Encore faut-il doter ces équipes de compétences en planification, data, participation, environnement, économie. On ne corrige pas les inégalités territoriales seulement par des budgets, mais aussi par de l’ingénierie au plus près du terrain, notamment dans les montagnes, les oasis ou le rural profond.

Troisième condition: assurer des financements pluriannuels et convergents. Si les budgets de l’État, des régions, des provinces, des communes, des établissements publics et des bailleurs ne s’alignent pas sur les priorités du PDTI, celui-ci deviendra un exercice de style. Mieux vaut moins de projets, mais financés jusqu’au bout et bien articulés, que des chantiers dispersés sans masse critique.

Quatrième condition: faire de la participation citoyenne un moteur, pas un décor. Ateliers territoriaux, implication des jeunes et des femmes, coopératives, associations locales, plateformes numériques de remontée des besoins: tout cela doit être au cœur du processus, pas à la marge. Si les habitants ne se reconnaissent pas dans le PDTI, il restera un texte administratif, pas un projet de société territoriale.

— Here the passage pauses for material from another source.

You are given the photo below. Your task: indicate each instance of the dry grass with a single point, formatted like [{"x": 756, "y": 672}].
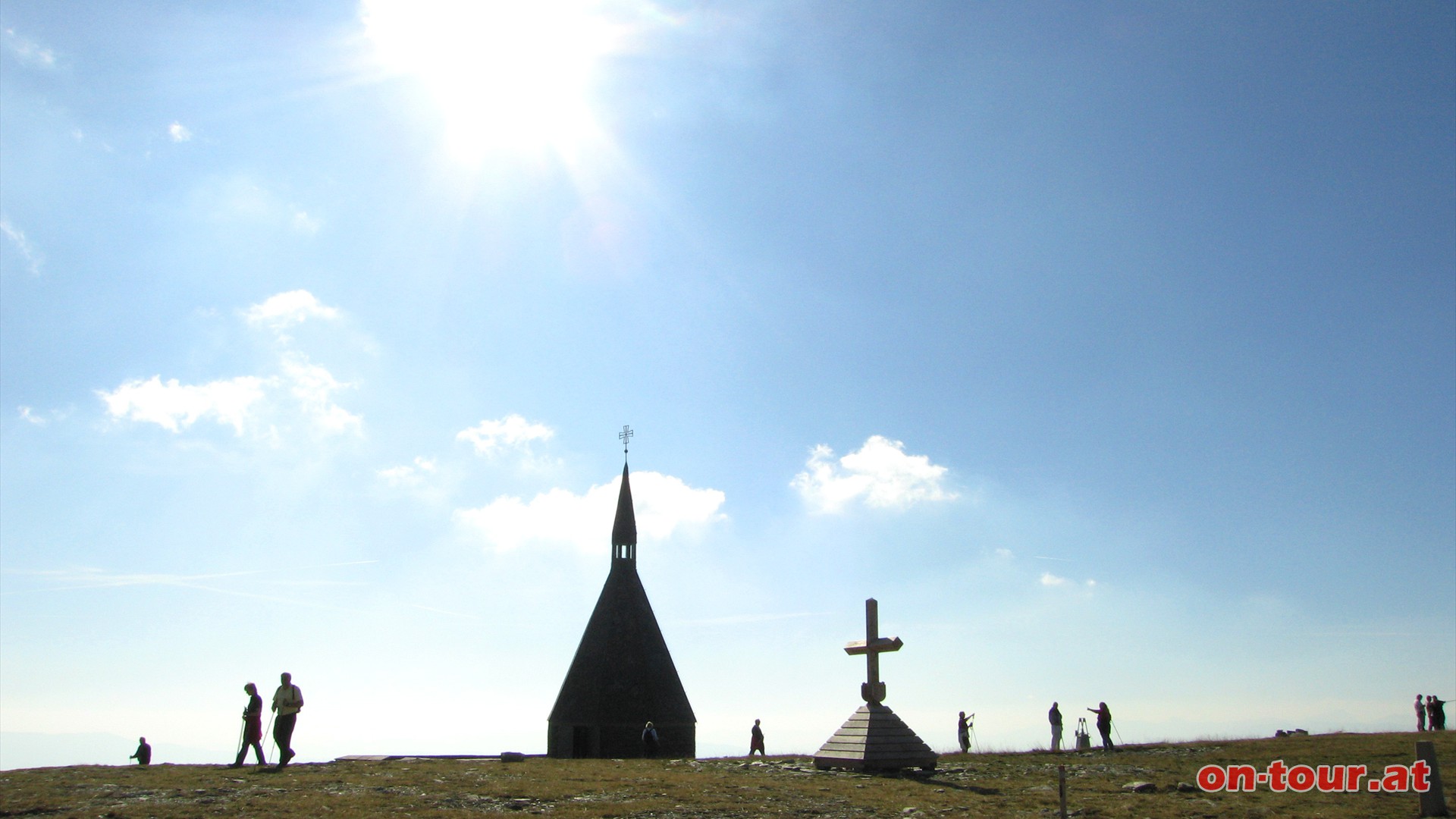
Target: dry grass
[{"x": 979, "y": 784}]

Les PDTI: un banc d’essai réel pour la régionalisation avancée

La rupture apportée par les PDTI est d’abord une rupture de méthode: du projet isolé au cadre intégré, du budget d’abord au diagnostic d’abord, de la logique verticale à la co-construction territoriale. La vraie question, désormais, n’est plus «avons-nous les outils?», mais «saurons-nous les utiliser pleinement?».

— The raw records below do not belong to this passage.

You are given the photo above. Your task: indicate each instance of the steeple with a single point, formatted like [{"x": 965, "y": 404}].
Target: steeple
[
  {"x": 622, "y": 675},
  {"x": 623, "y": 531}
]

Car les PDTI ont vocation à devenir des contrats de confiance entre l’État, les collectivités, le secteur privé et la société civile. Des contrats où les objectifs sont clairs, les moyens alignés, les résultats suivis, les responsabilités partagées. La réduction des inégalités territoriales n’y serait plus un slogan, mais un engagement mesurable.

Réussir les PDTI, c’est donner un contenu très concret à la régionalisation avancée et au Nouveau Modèle de Développement, vu depuis les montagnes, les oasis ou les centres ruraux émergents, et pas seulement depuis les grandes villes.

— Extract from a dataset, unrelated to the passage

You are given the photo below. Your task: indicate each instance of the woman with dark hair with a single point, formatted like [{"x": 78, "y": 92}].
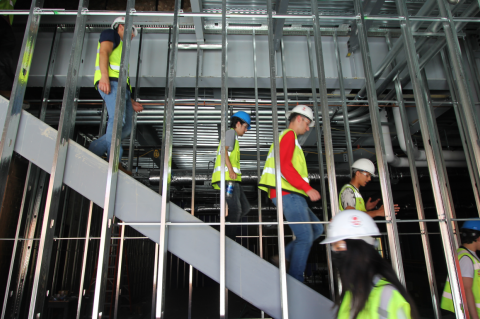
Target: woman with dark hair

Pour y parvenir, quelques choix structurants s’imposent:

  • Faire de la participation citoyenne une obligation méthodologique, en généralisant les consultations territoriales structurées et l’usage d’outils numériques de feedback, en particulier pour les jeunes et les femmes.
  • Articuler systématiquement les PDTI avec les grandes stratégies nationales (eau, santé, éducation, emploi, climat) pour garantir la cohérence entre le national et le local.
  • Ancrer les PDTI dans la durée, en sécurisant la continuité des comités de pilotage et des engagements, au-delà des alternances politiques, afin d’en faire de vrais contrats de confiance entre l’État, les territoires et les citoyens.

Au fond, les PDTI nous posent une question simple: sommes-nous prêts, collectivement, à traiter chaque territoire comme un sujet politique à part entière, et non comme un simple périmètre administratif? De la réponse à cette question dépendra notre capacité à faire de la justice territoriale le socle d’un Maroc réconcilié avec tous ses espaces.